Uma campanha mágica

Sónia Nunes

Como todos repararam, a campanha eleitoral dos candidatos a eleitores de Chui Sai On como próximo Chefe do Executivo já arrancou. Esta abertura aparatosa, com ampla cobertura mediática, faz-nos antever duas semanas de intenso debate político, demoradas leituras dos programas eleitorais à procura das melhores ideias, saudáveis escândalos e indecorosos escarcéus familiares – em qualquer parte do mundo onde se registe a simpática coincidência de estar a decorrer tal acto (considero aqui associações de estudantes do ensino secundário, direcções de sociedades filarmónicas e casas recreativas que organizem coisas vagamente parecidas com eleições) menos em Macau.

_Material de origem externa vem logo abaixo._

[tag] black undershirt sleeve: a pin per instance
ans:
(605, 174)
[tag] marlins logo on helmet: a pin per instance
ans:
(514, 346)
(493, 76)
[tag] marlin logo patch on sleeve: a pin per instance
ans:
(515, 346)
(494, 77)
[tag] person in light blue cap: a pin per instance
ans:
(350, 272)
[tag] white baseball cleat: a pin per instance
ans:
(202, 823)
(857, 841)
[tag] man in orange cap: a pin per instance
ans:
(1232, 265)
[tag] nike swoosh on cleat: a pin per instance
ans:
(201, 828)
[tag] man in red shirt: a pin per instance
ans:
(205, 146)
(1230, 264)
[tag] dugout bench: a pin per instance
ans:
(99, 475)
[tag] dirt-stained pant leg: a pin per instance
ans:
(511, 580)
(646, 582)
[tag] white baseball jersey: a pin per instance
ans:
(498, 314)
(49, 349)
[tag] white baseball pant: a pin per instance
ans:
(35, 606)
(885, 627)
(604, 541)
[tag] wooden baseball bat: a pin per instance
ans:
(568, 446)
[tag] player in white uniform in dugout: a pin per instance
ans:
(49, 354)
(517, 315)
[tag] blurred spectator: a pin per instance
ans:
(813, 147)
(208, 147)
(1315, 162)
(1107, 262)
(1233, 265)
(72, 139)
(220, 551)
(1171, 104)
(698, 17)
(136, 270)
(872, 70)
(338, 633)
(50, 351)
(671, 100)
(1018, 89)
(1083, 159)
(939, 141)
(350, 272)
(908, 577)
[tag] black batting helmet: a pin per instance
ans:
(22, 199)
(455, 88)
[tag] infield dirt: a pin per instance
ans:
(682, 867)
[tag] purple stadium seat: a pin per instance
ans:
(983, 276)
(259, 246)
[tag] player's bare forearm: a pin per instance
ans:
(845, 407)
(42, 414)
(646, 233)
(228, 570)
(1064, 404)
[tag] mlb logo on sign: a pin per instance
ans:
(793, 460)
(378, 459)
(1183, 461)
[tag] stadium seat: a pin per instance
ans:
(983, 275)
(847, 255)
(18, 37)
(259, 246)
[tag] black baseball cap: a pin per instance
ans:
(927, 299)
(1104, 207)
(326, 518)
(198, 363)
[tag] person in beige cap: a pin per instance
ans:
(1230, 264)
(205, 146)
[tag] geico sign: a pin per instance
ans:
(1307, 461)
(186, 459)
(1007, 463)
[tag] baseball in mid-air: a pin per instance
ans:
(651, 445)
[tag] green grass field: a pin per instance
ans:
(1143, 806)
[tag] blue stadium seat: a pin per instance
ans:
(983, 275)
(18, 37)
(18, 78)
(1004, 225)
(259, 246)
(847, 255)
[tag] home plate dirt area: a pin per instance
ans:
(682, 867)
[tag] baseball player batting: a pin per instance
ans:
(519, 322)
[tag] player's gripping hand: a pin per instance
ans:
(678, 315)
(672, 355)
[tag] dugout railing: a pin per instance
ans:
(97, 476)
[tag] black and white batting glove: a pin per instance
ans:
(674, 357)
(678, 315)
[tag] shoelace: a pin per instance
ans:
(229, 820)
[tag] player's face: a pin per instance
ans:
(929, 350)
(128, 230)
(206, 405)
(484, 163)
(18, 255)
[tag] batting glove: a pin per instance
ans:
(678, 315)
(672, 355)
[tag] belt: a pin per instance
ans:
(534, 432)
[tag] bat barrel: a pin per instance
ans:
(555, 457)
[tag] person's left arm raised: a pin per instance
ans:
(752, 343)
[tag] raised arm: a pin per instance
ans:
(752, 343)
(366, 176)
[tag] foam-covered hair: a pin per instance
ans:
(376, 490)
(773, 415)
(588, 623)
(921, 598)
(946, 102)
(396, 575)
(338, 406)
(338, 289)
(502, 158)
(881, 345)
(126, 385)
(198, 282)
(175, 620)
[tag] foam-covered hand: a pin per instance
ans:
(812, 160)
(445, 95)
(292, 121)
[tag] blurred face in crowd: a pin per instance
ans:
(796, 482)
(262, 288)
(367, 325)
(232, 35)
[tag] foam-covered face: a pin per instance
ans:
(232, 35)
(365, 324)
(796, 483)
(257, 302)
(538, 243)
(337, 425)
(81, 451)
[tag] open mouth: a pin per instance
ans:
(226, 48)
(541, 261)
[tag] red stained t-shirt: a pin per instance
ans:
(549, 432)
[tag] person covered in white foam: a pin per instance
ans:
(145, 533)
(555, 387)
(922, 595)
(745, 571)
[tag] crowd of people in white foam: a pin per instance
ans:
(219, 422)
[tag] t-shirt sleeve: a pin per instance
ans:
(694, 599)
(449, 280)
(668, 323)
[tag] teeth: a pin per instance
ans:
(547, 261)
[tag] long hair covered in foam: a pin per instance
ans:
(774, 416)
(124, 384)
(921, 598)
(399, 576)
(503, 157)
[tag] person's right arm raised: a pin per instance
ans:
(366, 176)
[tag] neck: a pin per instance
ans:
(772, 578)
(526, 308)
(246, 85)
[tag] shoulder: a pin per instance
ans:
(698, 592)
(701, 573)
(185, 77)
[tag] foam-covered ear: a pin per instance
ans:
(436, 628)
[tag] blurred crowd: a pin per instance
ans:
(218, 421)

Façamos uma vénia à harmonia. A campanha eleitoral para o colégio que quase parece que elege um líder de Governo não está ao alcance de todos: é altamente complexa e uma das mais prodigiosas expressões dessa realidade abusadora de quem nos convoca para um dia destes trocarmos umas ideias sobre o assunto, como escreveu Mário de Carvalho com outros e melhores propósitos que os meus. É fácil compreender a ideia de que a campanha para a Comissão Eleitoral do Chefe do Executivo é invisível: existe em consonância com os mais dignos actos de magia.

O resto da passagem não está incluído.